Today’s announcement - which may have a serious impact on the traditional Authorised Ticket Reseller (ATR)-based Olympic ticket-selling system - said that, under the new arrangement, fans and stakeholders would have access to "unique ticket-inclusive travel and hospitality experiences through one, official, exclusive hospitality provider".

On Location would deliver "world-class hospitality experiences", with packages including tickets, travel, accommodation and in-venue and host city hospitality.

The new model would also "enhance" services for the families and friends of participating athletes, with "support for travel, access to accommodation, and other services, including dedicated ticket inventory".

IOC President Thomas Bach said that "one of the recommendations of Olympic Agenda 2020+5 is to deliver additional turnkey solutions that could be provided to [Olympic Games Organising Committees] to simplify the delivery complexity of the Games".

He continued: "This new solution will deliver a simplified, secure process for fans around the world to attend the Games.

"The centralisation of the project also contributes greatly to better oversight and, with this, to good governance.

"It will also directly support the staging of the Olympic and Paralympic Games, all the National Olympic Committees and most importantly their athletes."

Paul Caine, On Location’s President, said the company was "honoured" to join the IOC in "reimagining hospitality" at future Olympic and Paralympic Games.

Milan-Cortina 2026 President Giovanni Malagò highlighted the "important revenue stream" which this new approach to hospitality would provide, while Los Angeles 2028 chairperson Casey Wasserman described modernising the hospitality and ticketing platform as a "major priority" in preparations for the Californian city’s third Olympics.

Tony Estanguet, President of Paris 2024, now in line to be the first Games delivered under the new model, spoke of seeking to "showcase the best of French art de vivre".

According to the Hollywood news organisation Deadline, Endeavor - the diversified talent agency and entertainment business founded by Ari Emanuel in 1995 - finalised a deal to acquire a majority stake in On Location at the start of last year.

It said On Location was originally a part of the National Football League (NFL), and that the league remained a minority shareholder.

On Location’s website lists it, not surprisingly, as official hospitality provider for the NFL; it also has a presence in golf, tennis, motorsports and US college sports, among others.

According to the Financial Times, Endeavor made an initial public offering valuing it at just over $10 billion (£7 billion/€8.2 billion) in April.

It said that investors in Endeavor included New England Patriots owner Robert Kraft and the Abu Dhabi state fund Mubadala.
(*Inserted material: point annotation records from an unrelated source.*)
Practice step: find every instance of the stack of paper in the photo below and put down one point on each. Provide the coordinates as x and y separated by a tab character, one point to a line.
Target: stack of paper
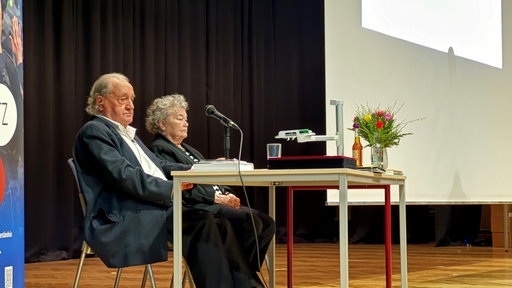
223	165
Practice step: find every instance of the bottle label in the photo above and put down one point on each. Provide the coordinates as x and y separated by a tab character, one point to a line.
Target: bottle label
377	157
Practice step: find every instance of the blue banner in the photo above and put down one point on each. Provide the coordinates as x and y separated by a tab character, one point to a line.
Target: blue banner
12	169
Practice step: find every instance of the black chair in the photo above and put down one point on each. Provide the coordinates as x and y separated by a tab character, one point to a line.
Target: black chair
86	249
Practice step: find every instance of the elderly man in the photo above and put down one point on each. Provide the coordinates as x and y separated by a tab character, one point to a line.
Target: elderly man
129	205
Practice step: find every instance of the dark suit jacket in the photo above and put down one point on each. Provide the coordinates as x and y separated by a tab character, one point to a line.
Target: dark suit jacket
126	208
200	196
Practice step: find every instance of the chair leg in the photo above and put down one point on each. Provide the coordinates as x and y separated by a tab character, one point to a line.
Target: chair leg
148	271
188	276
80	265
118	277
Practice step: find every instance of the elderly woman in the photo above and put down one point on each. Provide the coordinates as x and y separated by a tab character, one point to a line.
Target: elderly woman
167	119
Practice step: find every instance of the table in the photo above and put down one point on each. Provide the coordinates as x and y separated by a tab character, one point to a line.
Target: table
339	177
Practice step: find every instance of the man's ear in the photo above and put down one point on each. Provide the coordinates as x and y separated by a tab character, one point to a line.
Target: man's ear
161	125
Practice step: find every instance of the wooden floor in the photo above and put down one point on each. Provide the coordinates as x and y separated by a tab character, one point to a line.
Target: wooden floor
316	265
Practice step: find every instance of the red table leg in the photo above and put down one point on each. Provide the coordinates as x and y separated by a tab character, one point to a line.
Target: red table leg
387	227
289	236
389	263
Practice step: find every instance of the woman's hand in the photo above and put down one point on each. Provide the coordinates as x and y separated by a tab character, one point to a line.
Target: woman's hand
228	199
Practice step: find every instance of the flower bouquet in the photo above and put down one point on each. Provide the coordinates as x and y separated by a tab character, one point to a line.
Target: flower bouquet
382	123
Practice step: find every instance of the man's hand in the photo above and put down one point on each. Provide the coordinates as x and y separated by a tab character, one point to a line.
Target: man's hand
185	186
228	200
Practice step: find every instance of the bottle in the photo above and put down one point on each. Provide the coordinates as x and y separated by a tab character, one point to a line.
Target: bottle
357	149
377	152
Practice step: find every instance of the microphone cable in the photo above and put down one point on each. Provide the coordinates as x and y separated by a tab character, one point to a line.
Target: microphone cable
258	257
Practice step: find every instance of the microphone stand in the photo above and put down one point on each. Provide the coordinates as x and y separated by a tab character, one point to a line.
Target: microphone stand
226	142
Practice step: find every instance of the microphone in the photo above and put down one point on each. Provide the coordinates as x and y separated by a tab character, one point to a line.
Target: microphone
210	111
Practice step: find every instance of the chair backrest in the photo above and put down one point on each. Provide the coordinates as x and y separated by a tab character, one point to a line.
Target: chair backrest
71	163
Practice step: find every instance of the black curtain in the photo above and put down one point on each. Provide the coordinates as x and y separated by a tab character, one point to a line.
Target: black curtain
261	62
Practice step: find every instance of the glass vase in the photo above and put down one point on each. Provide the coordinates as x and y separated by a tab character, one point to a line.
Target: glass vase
384	158
377	156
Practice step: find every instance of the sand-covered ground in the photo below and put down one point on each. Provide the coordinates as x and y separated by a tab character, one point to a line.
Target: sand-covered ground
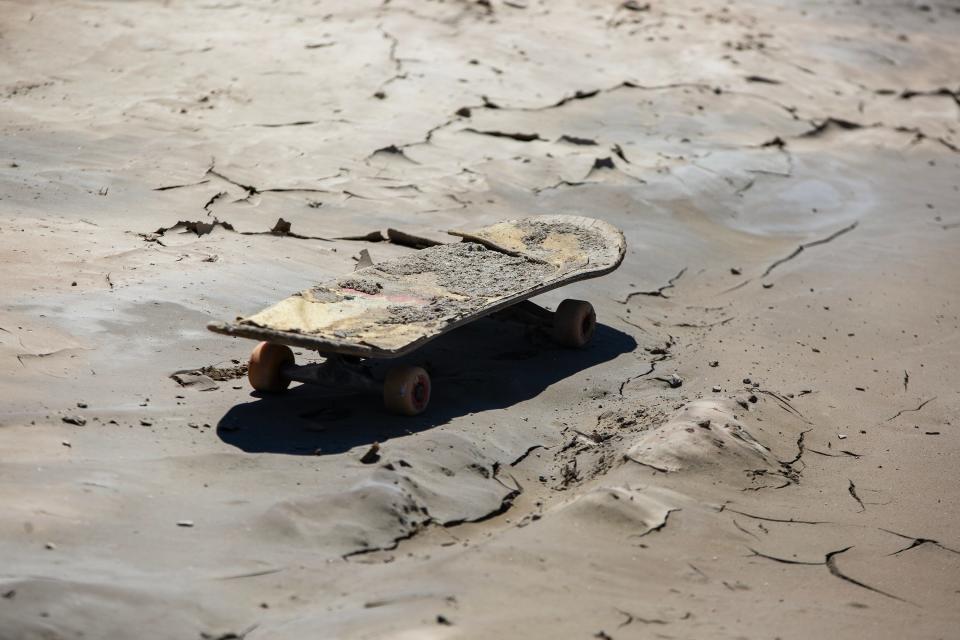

The group is said to have made a number of acquisitions of well-known entities over the years, including the sports agency IMG, the Ultimate Fighting Championship and the Miss Universe beauty pageant.

Ongoing innovative disruption in the media industry has put the IOC under a certain amount of pressure to diversify revenue streams, since the traditional sale of broadcasting rights can no longer be relied upon to generate exceptional income growth from one cycle to another.

Because of this, sponsorship looks to be in the process of overhauling broadcast rights as the Olympic Movement’s chief source of revenue.